Between incubation period, the nutrient solution plant plankton counting frame that takes a morsel from culturing bottle for every 2 days counts haematococcus pluvialis cell and uses spectrophotometric determination substratum in the optical density(OD) of 680nm, determine the growth phase of frustule, when hot ball frustule quantity or OD680 stablize, complete cultivation.
The SM simultaneously arranging BG11 and improvement is control group (Fig. 1).
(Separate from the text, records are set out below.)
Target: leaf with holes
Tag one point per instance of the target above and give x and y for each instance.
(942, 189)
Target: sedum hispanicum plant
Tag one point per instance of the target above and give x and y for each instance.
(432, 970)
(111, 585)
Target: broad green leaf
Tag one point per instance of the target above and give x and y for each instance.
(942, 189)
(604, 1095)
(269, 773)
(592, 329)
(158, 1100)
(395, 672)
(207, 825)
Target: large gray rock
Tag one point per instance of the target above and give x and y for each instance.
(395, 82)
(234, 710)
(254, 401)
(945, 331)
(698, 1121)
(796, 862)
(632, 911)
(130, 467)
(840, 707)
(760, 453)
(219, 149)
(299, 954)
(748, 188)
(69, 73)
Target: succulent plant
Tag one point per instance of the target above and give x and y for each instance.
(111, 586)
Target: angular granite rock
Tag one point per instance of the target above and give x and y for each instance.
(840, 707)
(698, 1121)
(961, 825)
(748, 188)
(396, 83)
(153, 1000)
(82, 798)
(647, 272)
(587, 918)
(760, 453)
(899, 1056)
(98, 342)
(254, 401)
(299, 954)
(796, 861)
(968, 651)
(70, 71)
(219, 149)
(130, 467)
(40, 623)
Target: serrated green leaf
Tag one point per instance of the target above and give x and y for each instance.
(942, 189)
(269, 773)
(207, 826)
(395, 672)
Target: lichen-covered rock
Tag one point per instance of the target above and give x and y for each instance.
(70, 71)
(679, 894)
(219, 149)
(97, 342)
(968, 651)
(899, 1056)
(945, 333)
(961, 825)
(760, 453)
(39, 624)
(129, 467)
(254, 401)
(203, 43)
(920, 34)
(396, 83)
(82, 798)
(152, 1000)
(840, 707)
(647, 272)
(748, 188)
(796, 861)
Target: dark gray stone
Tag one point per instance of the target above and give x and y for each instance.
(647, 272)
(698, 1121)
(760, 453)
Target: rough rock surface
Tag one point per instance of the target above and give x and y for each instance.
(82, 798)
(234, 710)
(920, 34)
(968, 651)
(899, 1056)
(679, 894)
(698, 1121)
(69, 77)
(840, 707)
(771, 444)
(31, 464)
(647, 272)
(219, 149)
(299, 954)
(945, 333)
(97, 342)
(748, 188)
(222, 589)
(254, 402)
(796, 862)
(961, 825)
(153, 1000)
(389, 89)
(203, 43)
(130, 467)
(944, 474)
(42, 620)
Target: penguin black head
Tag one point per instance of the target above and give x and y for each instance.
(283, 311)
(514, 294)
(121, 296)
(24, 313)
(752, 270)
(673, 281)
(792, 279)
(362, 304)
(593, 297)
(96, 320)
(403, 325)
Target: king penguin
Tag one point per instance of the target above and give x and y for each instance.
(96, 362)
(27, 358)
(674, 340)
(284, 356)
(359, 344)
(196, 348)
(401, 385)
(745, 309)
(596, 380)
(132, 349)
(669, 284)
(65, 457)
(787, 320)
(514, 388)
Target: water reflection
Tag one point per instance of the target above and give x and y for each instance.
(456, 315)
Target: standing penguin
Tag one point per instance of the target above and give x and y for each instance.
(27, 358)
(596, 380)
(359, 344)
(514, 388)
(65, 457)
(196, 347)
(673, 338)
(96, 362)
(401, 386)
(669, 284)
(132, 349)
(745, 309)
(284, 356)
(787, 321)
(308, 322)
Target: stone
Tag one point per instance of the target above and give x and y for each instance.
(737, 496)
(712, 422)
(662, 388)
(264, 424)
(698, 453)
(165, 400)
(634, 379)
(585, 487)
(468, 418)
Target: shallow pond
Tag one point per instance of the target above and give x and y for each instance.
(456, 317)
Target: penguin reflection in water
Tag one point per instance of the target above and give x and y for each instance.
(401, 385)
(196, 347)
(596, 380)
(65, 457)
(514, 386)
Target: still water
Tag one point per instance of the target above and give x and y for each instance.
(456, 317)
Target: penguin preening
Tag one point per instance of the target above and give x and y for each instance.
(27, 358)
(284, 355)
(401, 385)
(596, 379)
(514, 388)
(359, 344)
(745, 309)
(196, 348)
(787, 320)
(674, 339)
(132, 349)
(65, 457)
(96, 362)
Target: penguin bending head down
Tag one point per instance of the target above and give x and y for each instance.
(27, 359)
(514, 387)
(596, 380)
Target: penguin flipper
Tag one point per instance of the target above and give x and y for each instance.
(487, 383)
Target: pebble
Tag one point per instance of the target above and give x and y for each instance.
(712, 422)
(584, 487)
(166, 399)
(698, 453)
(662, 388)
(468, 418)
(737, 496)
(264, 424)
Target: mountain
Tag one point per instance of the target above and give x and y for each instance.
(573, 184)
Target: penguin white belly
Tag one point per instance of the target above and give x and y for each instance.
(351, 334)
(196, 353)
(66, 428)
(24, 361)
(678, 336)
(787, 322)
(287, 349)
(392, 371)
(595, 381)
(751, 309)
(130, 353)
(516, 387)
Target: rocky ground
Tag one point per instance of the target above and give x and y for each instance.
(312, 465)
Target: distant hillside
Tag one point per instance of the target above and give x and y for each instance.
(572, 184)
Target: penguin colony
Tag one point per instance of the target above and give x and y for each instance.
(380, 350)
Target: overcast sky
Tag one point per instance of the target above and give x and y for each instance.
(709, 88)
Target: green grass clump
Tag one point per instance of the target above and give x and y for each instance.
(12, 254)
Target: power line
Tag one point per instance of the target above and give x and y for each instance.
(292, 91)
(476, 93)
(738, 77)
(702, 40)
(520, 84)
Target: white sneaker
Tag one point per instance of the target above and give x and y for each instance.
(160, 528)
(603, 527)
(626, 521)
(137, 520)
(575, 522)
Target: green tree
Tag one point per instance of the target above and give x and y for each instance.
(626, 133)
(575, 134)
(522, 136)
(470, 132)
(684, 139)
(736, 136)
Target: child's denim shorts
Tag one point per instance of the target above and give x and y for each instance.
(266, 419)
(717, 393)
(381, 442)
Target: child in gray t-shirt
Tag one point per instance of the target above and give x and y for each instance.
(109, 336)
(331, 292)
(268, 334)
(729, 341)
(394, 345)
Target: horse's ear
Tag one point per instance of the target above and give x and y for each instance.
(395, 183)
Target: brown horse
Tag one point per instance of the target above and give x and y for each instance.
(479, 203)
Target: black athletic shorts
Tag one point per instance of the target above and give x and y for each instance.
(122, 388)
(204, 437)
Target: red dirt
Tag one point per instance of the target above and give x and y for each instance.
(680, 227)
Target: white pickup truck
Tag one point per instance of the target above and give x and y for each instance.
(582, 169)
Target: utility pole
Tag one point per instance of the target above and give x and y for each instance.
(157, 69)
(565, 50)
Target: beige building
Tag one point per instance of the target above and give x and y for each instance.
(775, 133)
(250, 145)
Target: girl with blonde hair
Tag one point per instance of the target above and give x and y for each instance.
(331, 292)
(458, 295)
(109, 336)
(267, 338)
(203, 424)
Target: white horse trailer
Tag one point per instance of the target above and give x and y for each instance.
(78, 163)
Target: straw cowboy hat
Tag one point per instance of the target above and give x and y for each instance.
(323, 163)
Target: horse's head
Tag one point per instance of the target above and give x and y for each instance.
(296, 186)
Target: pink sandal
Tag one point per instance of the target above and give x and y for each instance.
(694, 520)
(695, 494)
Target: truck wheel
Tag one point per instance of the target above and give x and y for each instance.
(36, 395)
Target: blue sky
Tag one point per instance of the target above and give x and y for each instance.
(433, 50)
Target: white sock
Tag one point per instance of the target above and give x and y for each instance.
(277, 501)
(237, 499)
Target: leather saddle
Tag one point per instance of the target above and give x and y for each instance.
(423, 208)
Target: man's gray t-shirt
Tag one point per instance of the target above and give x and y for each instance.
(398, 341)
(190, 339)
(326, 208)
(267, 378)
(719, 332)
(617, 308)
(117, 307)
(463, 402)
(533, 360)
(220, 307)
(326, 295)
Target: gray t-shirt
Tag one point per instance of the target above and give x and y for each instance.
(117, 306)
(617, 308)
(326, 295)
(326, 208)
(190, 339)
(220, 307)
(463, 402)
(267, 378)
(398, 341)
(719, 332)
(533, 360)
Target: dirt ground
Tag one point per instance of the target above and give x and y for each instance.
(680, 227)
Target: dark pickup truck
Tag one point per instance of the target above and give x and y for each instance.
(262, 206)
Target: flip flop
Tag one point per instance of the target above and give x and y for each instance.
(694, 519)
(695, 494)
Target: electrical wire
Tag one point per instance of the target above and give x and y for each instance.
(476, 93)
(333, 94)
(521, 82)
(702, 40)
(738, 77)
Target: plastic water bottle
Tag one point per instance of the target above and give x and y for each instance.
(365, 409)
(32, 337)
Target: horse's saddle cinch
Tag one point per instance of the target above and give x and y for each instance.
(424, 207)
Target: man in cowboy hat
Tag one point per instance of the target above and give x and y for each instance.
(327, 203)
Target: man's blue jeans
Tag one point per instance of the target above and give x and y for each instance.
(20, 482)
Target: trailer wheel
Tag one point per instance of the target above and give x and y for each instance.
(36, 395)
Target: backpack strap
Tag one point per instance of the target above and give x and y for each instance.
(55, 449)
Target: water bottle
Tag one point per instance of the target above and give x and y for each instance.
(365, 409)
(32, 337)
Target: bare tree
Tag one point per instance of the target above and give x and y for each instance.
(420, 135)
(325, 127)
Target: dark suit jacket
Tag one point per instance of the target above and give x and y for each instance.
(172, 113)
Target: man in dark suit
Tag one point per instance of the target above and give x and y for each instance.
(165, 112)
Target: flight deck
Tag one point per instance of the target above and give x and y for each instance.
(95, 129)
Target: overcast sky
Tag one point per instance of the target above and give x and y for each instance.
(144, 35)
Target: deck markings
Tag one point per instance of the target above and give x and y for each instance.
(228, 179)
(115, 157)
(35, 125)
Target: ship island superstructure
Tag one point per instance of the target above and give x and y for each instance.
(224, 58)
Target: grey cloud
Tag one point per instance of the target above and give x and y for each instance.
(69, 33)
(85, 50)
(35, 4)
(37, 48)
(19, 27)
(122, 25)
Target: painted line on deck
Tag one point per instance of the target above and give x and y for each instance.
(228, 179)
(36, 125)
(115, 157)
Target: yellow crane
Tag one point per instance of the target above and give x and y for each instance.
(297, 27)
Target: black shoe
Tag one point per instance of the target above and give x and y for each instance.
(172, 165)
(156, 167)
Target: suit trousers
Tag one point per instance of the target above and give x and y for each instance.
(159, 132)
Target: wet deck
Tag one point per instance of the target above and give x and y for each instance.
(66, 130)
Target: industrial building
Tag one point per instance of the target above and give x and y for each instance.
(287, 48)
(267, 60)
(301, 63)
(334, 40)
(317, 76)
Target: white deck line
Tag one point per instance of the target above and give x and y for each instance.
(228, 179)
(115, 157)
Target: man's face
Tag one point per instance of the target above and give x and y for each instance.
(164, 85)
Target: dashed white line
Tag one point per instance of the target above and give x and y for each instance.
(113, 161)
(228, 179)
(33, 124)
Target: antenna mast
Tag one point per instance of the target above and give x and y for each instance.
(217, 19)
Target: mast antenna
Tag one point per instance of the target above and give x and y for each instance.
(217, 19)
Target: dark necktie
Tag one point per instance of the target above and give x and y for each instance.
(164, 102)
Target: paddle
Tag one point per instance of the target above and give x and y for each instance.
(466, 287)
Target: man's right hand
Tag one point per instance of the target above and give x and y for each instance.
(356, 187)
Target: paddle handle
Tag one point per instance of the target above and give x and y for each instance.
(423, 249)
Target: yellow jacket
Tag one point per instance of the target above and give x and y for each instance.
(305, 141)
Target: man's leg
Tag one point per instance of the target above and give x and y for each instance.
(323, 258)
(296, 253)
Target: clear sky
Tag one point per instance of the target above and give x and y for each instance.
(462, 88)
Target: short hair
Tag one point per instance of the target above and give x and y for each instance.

Result: all can reach more than 86% in whole culture cycle Green swarm cell ratio, the average specific growth rate of (first 12 days) before plateau relatively in, the specific growth rate of this example reaches 0.515(Fig. 1), be significantly higher than conventional medium BG11(0.368) and improvement SM substratum (0.363).
Embodiment 2
(1) contain in often liter of substratum
NaNO
30.35 g、KNO
30.15 g、MgSO
4·7H
2O 0.14 g、Na
2SO
30.05 g、C
6H
5Na
3O
70.20 g、KH
2PO
40.02 g、G-P 0.010 g、CaCl
20.06 g、EDTANaFe 0.00025 g、FeSO
40.002 g、ZnSO
40.0030 g、MnCl
20.00012 g、CoCl
20.00007 g、H
3BO
30.0002 g、CuSO
40.00012 g、(NH
4)Mo
7O
240.00004 g、3-IBA 0.002 g、6-BA 0.0003 g、Vb
120.000025~0.00005 g。
(2) in 250 mL triangular flasks, add the above-mentioned shown substratum of 100 mL, inoculative proportion is that 10%(and seed liquor volume account for 10% of volume of culture), seed is the haematococcus pulvialis algae strain I of logarithmic phase, and inoculum density is 10
3~ 10
4cells/mL.Culture temperature is (23 ± 1.5) DEG C, cultivates light intensity 1300-1500 lx, and continuous illumination, in cultivation room quiescent culture, is shaken for several times, every Setup Experiments three repetition every day period.
Between incubation period, the nutrient solution plant plankton counting frame that takes a morsel from culturing bottle for every 2 days counts haematococcus pluvialis cell and uses spectrophotometric determination substratum in the optical density(OD) of 680nm, determine the growth phase of frustule, when hot ball frustule quantity or OD680 stablize, complete cultivation.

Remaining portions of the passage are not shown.